30 years ago, in April 1989, people from across China gathered in Tiananmen square to mourn the death of Communist party leader Hu Yaobang. This led to peaceful protests across China (the majority of the protesters being students). They were protesting for “an end to official corruption and for political and economic reform”. On May 13 student protesters went on strike tin an attempt to talk to the communist party leaders. There was supposedly one million people who joined the protest in Beijing. The party leaders met the protesters on May 19 and the hunger strike ended. On May 20 martial law, in an attempt to restore order, was declared and thousands of protesters took to the streets across China in the following weeks.
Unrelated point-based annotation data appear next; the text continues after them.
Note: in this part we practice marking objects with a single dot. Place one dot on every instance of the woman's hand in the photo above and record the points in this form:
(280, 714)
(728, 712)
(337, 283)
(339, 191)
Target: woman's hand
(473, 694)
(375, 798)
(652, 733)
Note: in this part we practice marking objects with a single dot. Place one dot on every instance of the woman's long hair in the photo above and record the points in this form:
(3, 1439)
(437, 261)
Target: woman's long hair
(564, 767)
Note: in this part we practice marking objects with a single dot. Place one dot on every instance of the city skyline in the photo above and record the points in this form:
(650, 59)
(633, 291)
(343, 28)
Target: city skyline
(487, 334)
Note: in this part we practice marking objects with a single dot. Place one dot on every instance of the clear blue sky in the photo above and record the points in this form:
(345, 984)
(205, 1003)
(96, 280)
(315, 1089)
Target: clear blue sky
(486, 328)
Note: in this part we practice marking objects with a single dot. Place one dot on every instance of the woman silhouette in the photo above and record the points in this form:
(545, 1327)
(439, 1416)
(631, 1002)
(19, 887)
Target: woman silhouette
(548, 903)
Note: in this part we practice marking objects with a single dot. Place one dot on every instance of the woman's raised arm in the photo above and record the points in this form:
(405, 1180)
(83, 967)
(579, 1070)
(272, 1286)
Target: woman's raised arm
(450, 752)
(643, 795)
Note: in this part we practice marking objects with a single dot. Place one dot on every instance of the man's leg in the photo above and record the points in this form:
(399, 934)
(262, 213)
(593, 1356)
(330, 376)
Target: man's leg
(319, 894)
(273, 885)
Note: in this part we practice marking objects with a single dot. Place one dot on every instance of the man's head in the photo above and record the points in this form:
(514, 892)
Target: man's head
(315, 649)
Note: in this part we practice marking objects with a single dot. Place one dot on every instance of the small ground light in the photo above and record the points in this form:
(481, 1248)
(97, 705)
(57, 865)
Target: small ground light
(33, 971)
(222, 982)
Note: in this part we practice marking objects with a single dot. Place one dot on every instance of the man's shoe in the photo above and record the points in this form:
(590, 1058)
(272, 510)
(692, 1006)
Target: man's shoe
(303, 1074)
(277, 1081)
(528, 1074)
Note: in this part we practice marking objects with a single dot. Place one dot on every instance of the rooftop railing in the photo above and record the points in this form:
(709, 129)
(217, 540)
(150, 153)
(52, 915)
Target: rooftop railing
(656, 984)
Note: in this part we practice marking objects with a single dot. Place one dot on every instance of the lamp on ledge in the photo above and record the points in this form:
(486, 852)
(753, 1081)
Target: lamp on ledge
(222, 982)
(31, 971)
The official China news agency said on May 1 that ” ‘The troops are by no means targeted at the students. Under no circumstances will [the troops] harm innocent people, let alone young students.” On the 3rd / 4th of June the government sent thousands of armed troops along with hundreds of military vehicles into the city center. This was done to clear the streets of protesters and hopefully restore order without violence. whilst approaching the crowds, and without warning, they opened fire. Some civilians killed by gunshot, other crushed below tanks and other military vehicles. Nobody knows how many died but estimates range between hundreds to several thousand.

After the protest, the Chinese hunted down people involved in the protests. Thousands of people were unfairly tried and then tortured, executed or put into prison. This is known as the Tiananmen crackdown. The crackdown along with the attacks are a taboo subject in China and has been censored. You can be punished for talking about it in public. However, China’s defense minister, Wei Fenghe was asked a question during a regional forum in Singapore about Tiananmen. He defended the crackdown, stating “That incident was a political turbulence and the central government took measures to stop the turbulence, which is a correct policy,”.